この日本版DOGEを担当する行政改革推進本部は約5千ある国の事業に対して行政事業レビューを仕切ってきた。各省庁の自己評価の面もあるが、外部有識者を交えて公開で行われている。こうした行政事業レビューとの棲み分け、あるいは連携を明確にしなければ、「屋上屋を重ねる」体制にもなりかねない。加えて、日本版DOGEで想起されるのは民主党政権時(2009年~2012年)の「事業仕分け」だ。政治主導の下、国の事業の見直しが図られたが、成果は必ずしも芳しくはなかった。民意にアピールできても、実効性がなければ、まとまった財源確保には繋がらない。そもそも補助金・租特等を一点ずつ審査するのであれば、大きな岩=歳出規模をヤスリで削ろうとするようなものだ。それでは岩は割れない(効率化にならない)。ここで求められるのは「財政ルール」である。例えば、全ての補助金・租特等に期限を設定して、原則、期限が来たら、廃止する「サンセット方式」を採用する。現行でも研究開発税制を含めて租特は時限付きだが、延長が繰り返されて実質的に恒久化してきた。期限前に効果検証を義務付け、顕著な(データ分析であれば、統計的に有意な)効果が認められない限り原則、廃止することだ。加えて、「ペイゴー原則」(Pay-as-you-go原則)として、「経済安全保障の強化」など新たな歳出や租特を講じる際には、同額の歳出削減あるいは増税措置を講じなければならないとする。裁量的な一点審査よりも、補助金・租特を広くカバーでき、自動的に効率化が進められる。

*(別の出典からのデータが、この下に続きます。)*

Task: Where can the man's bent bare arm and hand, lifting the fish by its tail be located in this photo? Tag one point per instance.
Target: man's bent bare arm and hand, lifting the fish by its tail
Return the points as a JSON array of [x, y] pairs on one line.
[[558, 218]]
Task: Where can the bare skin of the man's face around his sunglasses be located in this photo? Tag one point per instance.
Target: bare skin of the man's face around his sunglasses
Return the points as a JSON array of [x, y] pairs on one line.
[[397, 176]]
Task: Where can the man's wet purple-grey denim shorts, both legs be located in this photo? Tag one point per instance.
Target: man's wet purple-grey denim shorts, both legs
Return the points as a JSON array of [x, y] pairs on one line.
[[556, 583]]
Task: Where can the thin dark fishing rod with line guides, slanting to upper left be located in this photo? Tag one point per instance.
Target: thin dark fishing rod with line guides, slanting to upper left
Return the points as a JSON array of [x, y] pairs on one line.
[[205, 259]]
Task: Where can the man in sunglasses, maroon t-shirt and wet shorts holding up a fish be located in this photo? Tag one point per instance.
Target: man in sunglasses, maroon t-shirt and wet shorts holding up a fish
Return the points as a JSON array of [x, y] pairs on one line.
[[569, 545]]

総理は「ワイズスペンディングの考え方を徹底」するとも表明している。仮に積極財政において「ワイズスペンディングの考え方を徹底」するのであれば規模(=マクロ)ではなく、メリハリある予算配分が欠かせない。ここで「積極的」とは規模拡大ではなく、歳出構造(=ミクロ)の積極的な見直しを指す。「ペイゴー原則」に従えば、経済成長に資する重点分野に係る事業への予算を増やすのであれば、優先度の低い分野・事業の予算を減額する。例えば、研究開発税制を含め現行の企業支援を見直すことだ。新たな支出の財源を既存の支出の抑制で捻出できれば、歳出の膨張による財政赤字は抑えられる。既得権益があって硬直的な国の歳出構造を改める契機にもなろう。積極財政は放漫財政ではないし、財政規律は緊縮財政という意味ではない。賢く積極財政を行うのであれば、財政ルールでもって財政規律を維持することが必須となる。